1. The problem statement, all variables and given/known data

A sphere of radius $1m$ and mass $25 Kg$ is put on another sphere of radius $5 m$ and $7 Kg$ which is placed on a smooth ground. Now the upper sphere is pushed very slightly from it's equilibrium position and it begins to fall.

Now when the line joining the centre of the 2 spheres makes an angle $\theta$ with the vertical the upper sphere loses contact with lower sphere. Then find $\theta$ in degrees.
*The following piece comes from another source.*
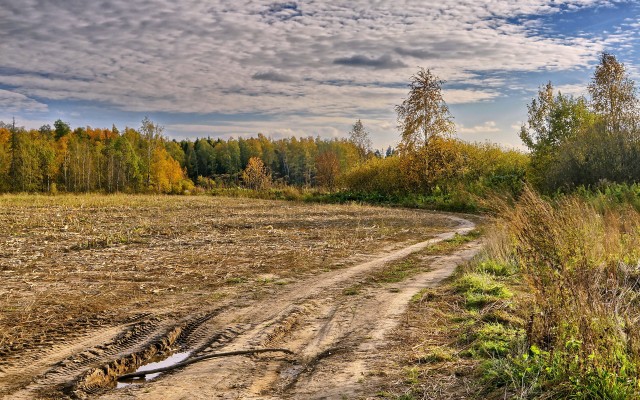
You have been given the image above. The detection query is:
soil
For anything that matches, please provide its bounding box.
[0,195,480,399]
Note that there is no Friction between the 2 spheres.

2. Relevant equations

$$g=9.8 ms^{-2}$$
$$m_1u_1+m_2u_2=m_1v_1+m_2v_2$$
$$U_{initial} + K_{initial}=U_{final}+K_{final}$$

3. The attempt at a solution

Unfortunately, I haven't been able to get anywhere with the solution.

I took the small sphere (of radius r) as $m$ and the large sphere (of radius R) as $M$. The velocity of the small sphere is $v_m$ and the velocity of the large sphere is $v_M$.

When the small sphere will fall off, the Normal Reaction would be 0. Using this relation,
at the time of falling off (taking radial components),

$$\dfrac{mv_m^2}{R+r}=mg\cos\theta$$

I was told that the next step would be to conserve linear momentum in the horizontal direction since there was no external force in that direction. Lastly I was to apply the Conservation of Mechanical Energy for the system sphere+sphere+Earth.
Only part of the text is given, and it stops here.